The WaPo now has admitted it had wrongly published the system was breached. Not only that, but they have admitted that the last little part of the story was not correct.
U.S. officials are continuing to investigate the laptop. In the course of their investigation, though, they have found on the device a package of software tools commonly used by online criminals to deliver malware. The package, known as Neutrino, does not appear to be connected with Grizzly Steppe, which U.S. officials have identified as the Russian hacking operation. The FBI, which declined to comment, is continuing to investigate how the malware got onto the laptop.
So even the supposed ‘identifiable’ Russian malware on the laptop turns out to be a fake, it’s a malware that has no Russian hacker-specific connection.
The supposedly identifiable malware or IP addresses stemmed from the DHS/FBI report about the alleged hacking of the DNC and the Podesta leak. But now the Washington Post even calls that into question.

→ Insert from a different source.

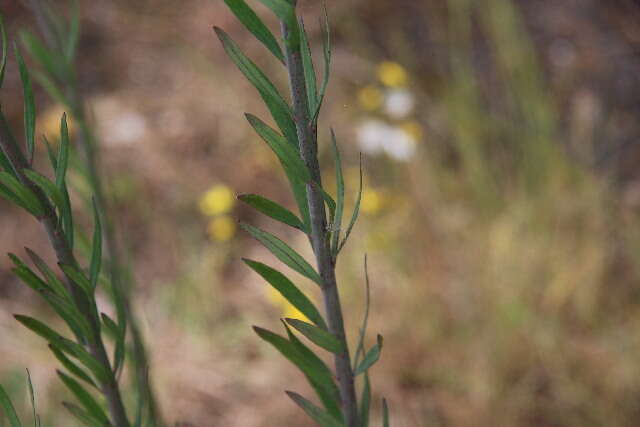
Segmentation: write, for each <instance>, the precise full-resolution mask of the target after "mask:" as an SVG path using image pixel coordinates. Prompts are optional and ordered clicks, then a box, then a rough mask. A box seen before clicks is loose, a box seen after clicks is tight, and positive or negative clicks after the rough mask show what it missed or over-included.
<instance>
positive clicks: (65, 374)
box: [57, 371, 109, 426]
mask: <svg viewBox="0 0 640 427" xmlns="http://www.w3.org/2000/svg"><path fill="white" fill-rule="evenodd" d="M57 372H58V376H59V377H60V379H61V380H62V382H63V383H64V384H65V385H66V386H67V388H68V389H69V390H70V391H71V393H73V394H74V396H75V397H76V399H78V401H79V402H80V404H81V405H82V406H83V407H84V409H85V410H86V411H87V413H88V414H89V415H90V416H91V417H93V418H95V419H96V420H97V421H99V422H100V424H98V425H105V426H106V425H109V418H108V417H107V415H106V414H105V412H104V410H103V409H102V407H101V406H100V404H98V402H96V400H95V399H94V398H93V396H91V394H90V393H89V392H88V391H86V390H85V389H84V387H82V386H81V385H80V383H78V382H77V381H76V380H74V379H73V378H71V377H70V376H68V375H66V374H65V373H64V372H61V371H57Z"/></svg>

But a range of cybersecurity experts say that although the intention of the report was good, it lacked specific details that would enable firms to detect Russian government hackers.
At least 30 percent of the IP addresses listed were commonly used sites such as public proxy servers used to mask a user’s location, and servers run by Amazon.com and Yahoo. (Amazon’s founder and chief executive, Jeffrey P. Bezos, owns The Washington Post.) The IP address information alone is not useful, experts noted. Moreover, a server that is used by Russian spies one year might be used by “granny’s bake shop” the next, Lee said.
“No one should be making any attribution conclusions purely from the indicators in the [government] report,” tweeted Dmitri Alperovitch, chief technology officer of CrowdStrike, which investigated the DNC hack and attributed it to the Russian government. “It was all a jumbled mess.’’
Now, we wouldn’t say that Russia hasn’t done hacking against the United States. They have.
But the effort at this particular point in time, as Sen. Tom Cotton observed, seems purely to hype everything as a Russian hack to delegitimize Donald Trump’s win.
As Cotton noted, where was the attention to prior hacks, such as those at the White House, the State Department and the OPM?